None of the Joint Global Coordinators or any of their respective directors, officers, employees, advisers or agents accepts any responsibility or liability whatsoever for or makes any representation or warranty, express or implied, as to the truth, accuracy or completeness of the information in this announcement (or whether any information has been omitted from the announcement) or any other information relating to the Company, its subsidiaries or associated companies, whether written, oral or in a visual or electronic form, and howsoever transmitted or made available or for any loss howsoever arising from any use of this announcement or its contents or otherwise arising in connection therewith.

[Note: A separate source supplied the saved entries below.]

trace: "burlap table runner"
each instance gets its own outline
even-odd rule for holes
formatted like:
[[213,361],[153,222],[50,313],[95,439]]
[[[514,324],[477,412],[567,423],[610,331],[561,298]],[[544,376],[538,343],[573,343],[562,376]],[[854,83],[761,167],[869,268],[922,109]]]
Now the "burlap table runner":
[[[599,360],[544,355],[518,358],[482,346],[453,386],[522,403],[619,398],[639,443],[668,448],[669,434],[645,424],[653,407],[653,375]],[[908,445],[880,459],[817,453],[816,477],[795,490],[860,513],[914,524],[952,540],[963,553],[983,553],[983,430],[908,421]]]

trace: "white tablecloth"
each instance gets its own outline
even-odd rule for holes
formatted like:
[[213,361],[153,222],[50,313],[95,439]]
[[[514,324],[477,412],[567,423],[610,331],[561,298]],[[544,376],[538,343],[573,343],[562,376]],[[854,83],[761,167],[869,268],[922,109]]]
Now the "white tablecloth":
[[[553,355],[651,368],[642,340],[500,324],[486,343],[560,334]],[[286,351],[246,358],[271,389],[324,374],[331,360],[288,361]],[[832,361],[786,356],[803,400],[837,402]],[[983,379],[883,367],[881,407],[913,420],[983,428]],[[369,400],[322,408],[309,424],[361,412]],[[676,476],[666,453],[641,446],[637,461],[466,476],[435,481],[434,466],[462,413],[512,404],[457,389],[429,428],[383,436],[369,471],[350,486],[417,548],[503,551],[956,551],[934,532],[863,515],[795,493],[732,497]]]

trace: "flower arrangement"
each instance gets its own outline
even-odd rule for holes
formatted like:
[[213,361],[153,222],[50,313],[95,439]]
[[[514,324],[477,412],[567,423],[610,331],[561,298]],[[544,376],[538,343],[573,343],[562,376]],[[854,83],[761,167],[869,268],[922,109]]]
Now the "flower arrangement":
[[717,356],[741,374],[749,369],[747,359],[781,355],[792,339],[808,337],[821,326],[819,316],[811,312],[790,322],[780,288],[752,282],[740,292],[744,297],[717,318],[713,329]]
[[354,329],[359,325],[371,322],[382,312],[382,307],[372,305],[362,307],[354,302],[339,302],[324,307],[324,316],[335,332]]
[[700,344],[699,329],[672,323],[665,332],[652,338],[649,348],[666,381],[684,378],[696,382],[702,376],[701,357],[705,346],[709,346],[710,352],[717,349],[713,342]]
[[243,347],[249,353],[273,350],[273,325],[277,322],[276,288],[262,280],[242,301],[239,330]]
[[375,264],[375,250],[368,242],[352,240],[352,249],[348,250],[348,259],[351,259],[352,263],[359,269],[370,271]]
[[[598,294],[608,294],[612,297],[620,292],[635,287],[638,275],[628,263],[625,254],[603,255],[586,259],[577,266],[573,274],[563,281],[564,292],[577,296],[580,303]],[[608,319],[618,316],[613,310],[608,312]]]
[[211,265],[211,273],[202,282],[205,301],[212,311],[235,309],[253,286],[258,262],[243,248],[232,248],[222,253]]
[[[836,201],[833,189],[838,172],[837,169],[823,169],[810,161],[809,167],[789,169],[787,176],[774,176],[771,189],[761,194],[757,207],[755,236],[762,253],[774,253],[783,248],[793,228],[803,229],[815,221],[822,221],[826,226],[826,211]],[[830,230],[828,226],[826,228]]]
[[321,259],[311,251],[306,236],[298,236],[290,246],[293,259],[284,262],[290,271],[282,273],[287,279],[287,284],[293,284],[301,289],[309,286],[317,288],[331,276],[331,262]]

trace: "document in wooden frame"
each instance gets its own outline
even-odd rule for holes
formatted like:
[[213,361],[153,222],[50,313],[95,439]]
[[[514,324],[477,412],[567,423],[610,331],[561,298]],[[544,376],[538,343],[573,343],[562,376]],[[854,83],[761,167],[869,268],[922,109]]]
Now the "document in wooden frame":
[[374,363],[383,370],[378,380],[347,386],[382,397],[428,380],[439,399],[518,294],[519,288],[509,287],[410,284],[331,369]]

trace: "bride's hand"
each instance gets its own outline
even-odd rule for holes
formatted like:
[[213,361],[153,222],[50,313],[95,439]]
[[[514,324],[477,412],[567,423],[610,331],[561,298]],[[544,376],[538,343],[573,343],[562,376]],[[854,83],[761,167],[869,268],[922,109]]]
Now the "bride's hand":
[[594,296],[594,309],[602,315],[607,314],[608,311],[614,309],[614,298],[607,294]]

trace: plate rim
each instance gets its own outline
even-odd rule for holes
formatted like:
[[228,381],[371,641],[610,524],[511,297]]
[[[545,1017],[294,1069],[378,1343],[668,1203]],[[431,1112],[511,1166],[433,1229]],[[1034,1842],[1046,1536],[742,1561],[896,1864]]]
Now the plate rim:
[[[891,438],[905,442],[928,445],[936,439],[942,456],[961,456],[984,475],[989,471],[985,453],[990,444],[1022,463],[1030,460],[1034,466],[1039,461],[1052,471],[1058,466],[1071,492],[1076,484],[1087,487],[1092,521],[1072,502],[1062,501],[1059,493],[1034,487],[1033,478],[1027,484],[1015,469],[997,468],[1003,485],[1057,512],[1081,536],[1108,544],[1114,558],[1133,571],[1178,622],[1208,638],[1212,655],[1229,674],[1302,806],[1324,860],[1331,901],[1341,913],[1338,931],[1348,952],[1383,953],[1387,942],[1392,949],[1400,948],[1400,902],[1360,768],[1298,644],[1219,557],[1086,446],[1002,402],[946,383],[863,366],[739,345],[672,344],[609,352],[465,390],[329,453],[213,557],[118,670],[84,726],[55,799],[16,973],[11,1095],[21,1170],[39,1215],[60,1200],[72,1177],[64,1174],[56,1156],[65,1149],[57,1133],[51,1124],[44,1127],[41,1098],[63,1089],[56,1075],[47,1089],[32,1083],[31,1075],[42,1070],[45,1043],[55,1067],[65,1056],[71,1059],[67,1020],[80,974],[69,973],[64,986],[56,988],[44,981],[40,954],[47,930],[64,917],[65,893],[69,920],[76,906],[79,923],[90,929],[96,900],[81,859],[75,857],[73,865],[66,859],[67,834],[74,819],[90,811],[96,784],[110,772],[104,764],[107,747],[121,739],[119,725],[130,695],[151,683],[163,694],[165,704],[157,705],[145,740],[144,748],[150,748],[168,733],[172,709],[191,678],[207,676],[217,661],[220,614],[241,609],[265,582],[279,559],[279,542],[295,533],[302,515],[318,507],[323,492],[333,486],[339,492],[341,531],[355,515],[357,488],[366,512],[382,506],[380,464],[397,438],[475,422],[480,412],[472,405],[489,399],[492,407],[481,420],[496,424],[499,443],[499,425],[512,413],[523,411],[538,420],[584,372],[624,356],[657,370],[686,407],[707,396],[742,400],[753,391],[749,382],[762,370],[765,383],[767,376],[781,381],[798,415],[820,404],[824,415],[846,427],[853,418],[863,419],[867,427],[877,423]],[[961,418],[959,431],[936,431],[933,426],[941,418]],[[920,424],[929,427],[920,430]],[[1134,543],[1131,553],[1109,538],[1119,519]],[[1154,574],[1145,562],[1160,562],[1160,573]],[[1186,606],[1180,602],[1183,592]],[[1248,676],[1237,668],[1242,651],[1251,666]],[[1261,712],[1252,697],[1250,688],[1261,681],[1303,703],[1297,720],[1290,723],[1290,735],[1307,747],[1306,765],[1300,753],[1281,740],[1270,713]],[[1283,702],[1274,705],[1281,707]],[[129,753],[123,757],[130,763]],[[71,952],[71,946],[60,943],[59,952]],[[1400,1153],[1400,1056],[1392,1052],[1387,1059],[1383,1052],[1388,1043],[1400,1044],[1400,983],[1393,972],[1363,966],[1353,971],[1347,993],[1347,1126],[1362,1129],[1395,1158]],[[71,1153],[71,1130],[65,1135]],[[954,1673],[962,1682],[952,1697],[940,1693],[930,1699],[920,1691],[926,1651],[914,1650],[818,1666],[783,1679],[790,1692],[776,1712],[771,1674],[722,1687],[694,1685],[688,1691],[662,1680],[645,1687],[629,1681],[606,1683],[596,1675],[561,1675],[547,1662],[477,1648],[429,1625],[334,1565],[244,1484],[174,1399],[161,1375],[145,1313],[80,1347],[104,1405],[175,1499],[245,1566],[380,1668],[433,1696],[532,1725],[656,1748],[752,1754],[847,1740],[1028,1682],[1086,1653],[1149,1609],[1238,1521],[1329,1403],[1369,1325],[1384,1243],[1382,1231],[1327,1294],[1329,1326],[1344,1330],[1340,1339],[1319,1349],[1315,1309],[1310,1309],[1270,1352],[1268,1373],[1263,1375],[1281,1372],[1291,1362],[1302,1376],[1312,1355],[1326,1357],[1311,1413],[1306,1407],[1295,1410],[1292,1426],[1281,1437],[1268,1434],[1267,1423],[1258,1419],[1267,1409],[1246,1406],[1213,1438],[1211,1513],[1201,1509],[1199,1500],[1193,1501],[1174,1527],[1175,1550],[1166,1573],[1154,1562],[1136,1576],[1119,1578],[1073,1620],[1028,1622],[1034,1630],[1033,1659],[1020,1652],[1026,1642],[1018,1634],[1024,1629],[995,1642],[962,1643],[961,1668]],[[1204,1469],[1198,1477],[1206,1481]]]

Certain statements contained herein may constitute "forward-looking statements". Forward-looking statements are based on the current views, expectations, assumptions and information of the management of the Company which the Company has made to the best of its knowledge, but which do not claim to be correct in the future (in particular where such forward-looking information is in relation to matters outside the control of the Company). Forward-looking statements should not be construed as a promise of future results and developments and involve known and unknown risks and uncertainties. Various factors could cause actual future results, performance or events to differ materially from those described in these statements, and neither the Company nor any other person accepts any responsibility for the accuracy of the opinions expressed in this release or the underlying assumptions. The Company does not assume any obligations to update any forward-looking statements. Moreover, it should be noted that all forward-looking statements only speak as of the date of this release and that neither the Company nor any of the Joint Global Coordinators assume any obligation, except as required by law, to update any forward-looking statement or to conform any such statement to actual events or developments. Each of the Company and the Joint Global Coordinators and their respective affiliates expressly disclaims any obligation or undertaking to update, review or revise any forward-looking statement contained in this release, whether as a result of new information, future developments or otherwise.